Recent public polling has borne out the Harrison campaign's internal surveys over the summer showing a tight gap, according to Sabato's team. An early August Quinnipiac poll found the two tied at 44%, and another Quinnipiac survey last week showed a tie again last week at 48%.
Harrison's fundraising suggests the support of national resources and enthusiasm in addition to deep pockets. In August alone, Harrison raised more than $10 million; last week, his campaign claimed to have pulled in $2 million in two days. Further, Ginsburg's death has motivated left-leaning voters across the country, who have been pouring money into Democrat-backing groups, some of which will also help Harrison in his quest to unseat the man who oversaw the Kavanaugh hearings.
The Harrison campaign has attacked Graham as a Trump lackey, who has neglected his state in order to retain his proximity to power. Sabato's analysts said this closeness to Trump might prove prickly for Graham, who has tried to distance himself from the president amid the fallout from the administration's botched response to the coronavirus pandemic.
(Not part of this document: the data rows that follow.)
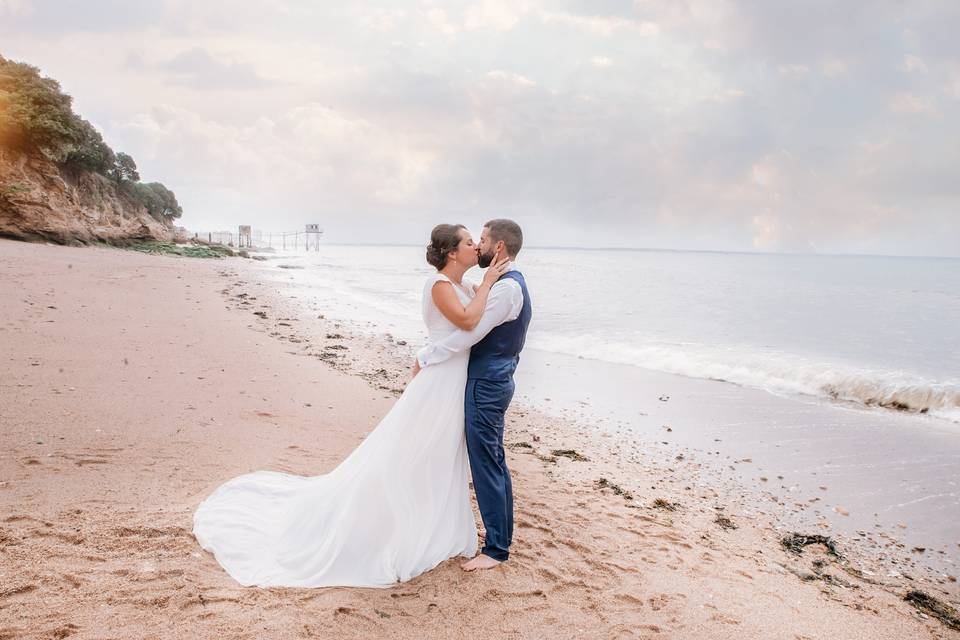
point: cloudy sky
(706, 124)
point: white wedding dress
(397, 506)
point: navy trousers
(485, 405)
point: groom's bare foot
(479, 563)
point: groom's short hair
(508, 231)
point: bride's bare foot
(479, 563)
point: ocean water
(863, 331)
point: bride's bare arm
(466, 317)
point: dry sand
(133, 385)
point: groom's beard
(486, 259)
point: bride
(399, 504)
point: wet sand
(133, 385)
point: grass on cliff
(189, 251)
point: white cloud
(793, 69)
(512, 78)
(912, 104)
(601, 62)
(438, 19)
(913, 64)
(600, 25)
(496, 14)
(368, 115)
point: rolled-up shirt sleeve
(503, 305)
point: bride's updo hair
(443, 239)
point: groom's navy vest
(496, 356)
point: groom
(496, 343)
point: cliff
(40, 201)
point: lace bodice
(438, 327)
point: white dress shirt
(504, 303)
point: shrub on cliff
(37, 117)
(159, 201)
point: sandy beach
(133, 385)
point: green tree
(124, 169)
(91, 153)
(160, 202)
(34, 113)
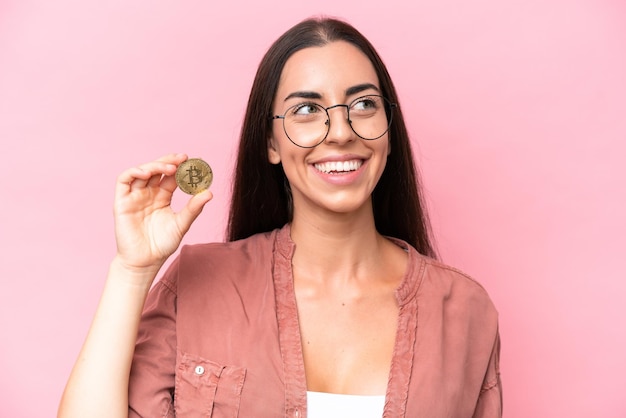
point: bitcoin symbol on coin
(194, 176)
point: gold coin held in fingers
(194, 176)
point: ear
(272, 151)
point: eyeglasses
(307, 124)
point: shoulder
(455, 288)
(258, 242)
(199, 263)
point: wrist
(132, 274)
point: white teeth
(339, 166)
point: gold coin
(194, 176)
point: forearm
(98, 383)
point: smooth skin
(345, 273)
(147, 232)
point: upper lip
(335, 158)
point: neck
(342, 245)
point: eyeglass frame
(327, 123)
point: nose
(339, 129)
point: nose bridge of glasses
(339, 105)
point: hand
(147, 231)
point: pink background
(517, 109)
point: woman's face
(338, 175)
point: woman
(327, 291)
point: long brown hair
(261, 200)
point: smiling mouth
(339, 166)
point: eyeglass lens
(308, 124)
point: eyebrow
(349, 92)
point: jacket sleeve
(490, 399)
(152, 376)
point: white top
(332, 405)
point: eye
(365, 104)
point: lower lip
(340, 178)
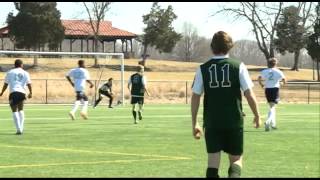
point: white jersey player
(272, 77)
(17, 79)
(79, 76)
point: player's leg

"One actually wonders if Graham, who morphed from a Trump critic in the 2016 GOP primary cycle to a major Trump ally, would be better off trying to solidify his standing with Trump voters instead of trying to generate crossover support," the analysts wrote, pointing out that Graham will likely use his high-profile role in the confirmation process to try to shore up support with the Trump base.
Crystal Ball's analysis also pointed out that South Carolina's ballot featured only one third-party candidate from the far-right Constitution Party, which may eat into Graham's numbers.
"It is possible that despite the pandemic, 2020 could set a modern record for turnout," the report said. "The battle over the court's future turns up the heat of American politics, but the temperature was white hot already."